Entretanto para convencer que possuíam as palavras de Deus, os lobos sempre se apresentaram com poder de cura. Esse fenômeno não é novo. Os curandeiros não surgiram com o movimento pentecostal. Ele é tão velho quanto o surgimento do poderio centralizador da Igreja de Roma, que alega ter feito curas com o auxílio dos pregos da cruz e até pedaços dela; dos ossos dos muitos mártires, santos e profetas; de frascos com leite da mãe de Jesus, etc. Seus centros milagrosos não estão apenas em países atrasados do terceiro mundo como Aparecida no Brasil, eles estão também em Lourdes na França, Fátima em Portugal e nem é preciso falar da Itália.
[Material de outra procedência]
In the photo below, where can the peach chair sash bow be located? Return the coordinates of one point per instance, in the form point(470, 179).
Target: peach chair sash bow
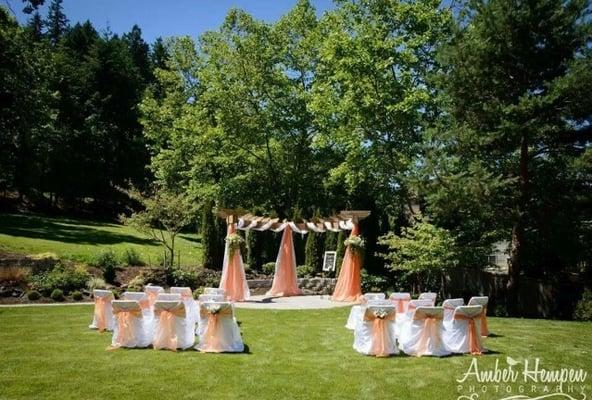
point(381, 340)
point(474, 339)
point(212, 334)
point(125, 333)
point(431, 329)
point(101, 311)
point(165, 336)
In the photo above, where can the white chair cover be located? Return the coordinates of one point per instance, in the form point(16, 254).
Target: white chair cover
point(103, 312)
point(214, 291)
point(375, 335)
point(221, 333)
point(428, 296)
point(449, 307)
point(190, 303)
point(130, 328)
point(481, 301)
point(172, 329)
point(152, 291)
point(462, 333)
point(422, 335)
point(404, 318)
point(142, 299)
point(401, 301)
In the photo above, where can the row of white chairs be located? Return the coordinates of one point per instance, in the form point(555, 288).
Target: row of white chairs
point(168, 320)
point(382, 328)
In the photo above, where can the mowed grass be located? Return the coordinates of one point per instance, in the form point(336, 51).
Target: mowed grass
point(48, 352)
point(83, 240)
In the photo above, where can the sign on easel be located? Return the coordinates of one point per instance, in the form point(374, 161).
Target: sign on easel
point(329, 261)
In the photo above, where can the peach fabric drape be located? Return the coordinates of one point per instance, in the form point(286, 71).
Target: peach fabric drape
point(284, 279)
point(213, 343)
point(100, 312)
point(474, 338)
point(349, 287)
point(431, 329)
point(165, 335)
point(233, 279)
point(125, 331)
point(381, 340)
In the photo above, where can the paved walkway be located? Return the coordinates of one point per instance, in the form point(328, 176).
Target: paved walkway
point(262, 302)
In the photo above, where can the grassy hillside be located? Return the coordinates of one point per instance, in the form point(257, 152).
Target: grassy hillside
point(48, 352)
point(83, 240)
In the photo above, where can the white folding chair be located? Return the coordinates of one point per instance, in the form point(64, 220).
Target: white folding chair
point(221, 333)
point(172, 330)
point(449, 306)
point(103, 312)
point(375, 335)
point(422, 335)
point(481, 301)
point(130, 329)
point(462, 333)
point(401, 301)
point(428, 296)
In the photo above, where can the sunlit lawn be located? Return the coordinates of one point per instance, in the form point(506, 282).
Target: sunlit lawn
point(83, 240)
point(49, 353)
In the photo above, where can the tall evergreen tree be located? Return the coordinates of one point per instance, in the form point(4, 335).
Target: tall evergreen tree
point(57, 23)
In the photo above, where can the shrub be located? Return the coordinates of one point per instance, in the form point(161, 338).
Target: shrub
point(132, 257)
point(57, 295)
point(583, 311)
point(95, 283)
point(184, 277)
point(268, 268)
point(14, 274)
point(305, 271)
point(33, 295)
point(373, 283)
point(60, 277)
point(107, 262)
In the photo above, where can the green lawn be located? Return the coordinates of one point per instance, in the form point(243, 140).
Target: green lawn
point(48, 352)
point(82, 240)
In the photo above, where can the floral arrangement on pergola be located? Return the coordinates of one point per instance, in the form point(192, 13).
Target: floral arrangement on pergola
point(348, 287)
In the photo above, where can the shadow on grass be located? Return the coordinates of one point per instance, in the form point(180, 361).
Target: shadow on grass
point(64, 230)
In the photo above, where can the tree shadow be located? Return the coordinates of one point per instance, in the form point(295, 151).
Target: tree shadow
point(64, 230)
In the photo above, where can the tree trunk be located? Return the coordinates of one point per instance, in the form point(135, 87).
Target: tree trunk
point(517, 246)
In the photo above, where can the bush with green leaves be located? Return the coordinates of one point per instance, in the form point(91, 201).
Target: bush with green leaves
point(305, 271)
point(268, 268)
point(33, 295)
point(60, 277)
point(583, 311)
point(132, 257)
point(57, 295)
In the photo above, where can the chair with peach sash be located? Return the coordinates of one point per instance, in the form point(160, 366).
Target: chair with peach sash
point(375, 335)
point(481, 301)
point(428, 296)
point(214, 291)
point(357, 311)
point(103, 313)
point(422, 335)
point(450, 305)
point(401, 301)
point(187, 298)
point(131, 328)
point(404, 318)
point(462, 333)
point(172, 329)
point(152, 291)
point(221, 333)
point(142, 299)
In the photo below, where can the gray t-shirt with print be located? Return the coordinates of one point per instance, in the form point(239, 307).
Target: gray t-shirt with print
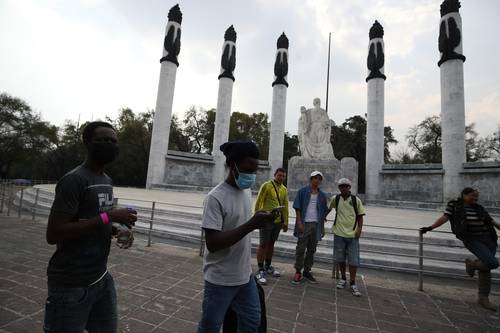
point(81, 194)
point(226, 208)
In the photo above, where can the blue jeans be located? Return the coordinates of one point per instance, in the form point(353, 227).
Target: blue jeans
point(484, 248)
point(71, 310)
point(244, 300)
point(346, 248)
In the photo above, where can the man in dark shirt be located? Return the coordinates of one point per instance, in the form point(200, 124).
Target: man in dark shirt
point(81, 292)
point(472, 224)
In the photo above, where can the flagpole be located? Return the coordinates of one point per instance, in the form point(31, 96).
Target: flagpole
point(328, 70)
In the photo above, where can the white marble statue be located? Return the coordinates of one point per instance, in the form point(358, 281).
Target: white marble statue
point(314, 132)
Hoje os estudiosos estão divididos sobre a realidade dos milagres feitos pelos vários tipos de milagreiros. Mas não vou entrar nesse tema, continuo aguardando a cura de uma criança com paralisia infantil, ou de um cego de nascença, ou de um poli traumatizado por um acidente de carro. Gostaria muito de ver alguém esvaziar um CTI.

Em nenhuma das vezes que fui a uma farmácia comprar um analgésico o farmacêutico me recomendou que o tomasse “com muita fé”. Independentemente do que eu faça 30 gotas daquele analgésico são suficientes para sanar minha dor de cabeça. Não são assim os lobos. Eles dizem: “Receba a cura. Tome posse pela fé”. Se ela não ocorrer, respondem: “Você não teve fé”.

Eles não podem dizer como Pedro: “Não possuo nem prata nem ouro, mas O QUE TENHO, isso TE DOU: em nome de Jesus Cristo, o Nazareno, anda!” (At 3.6). Mas eles tem essa certeza: o homem fará qualquer coisa pela sua vida. Essa é a oportunidade que eles esperam.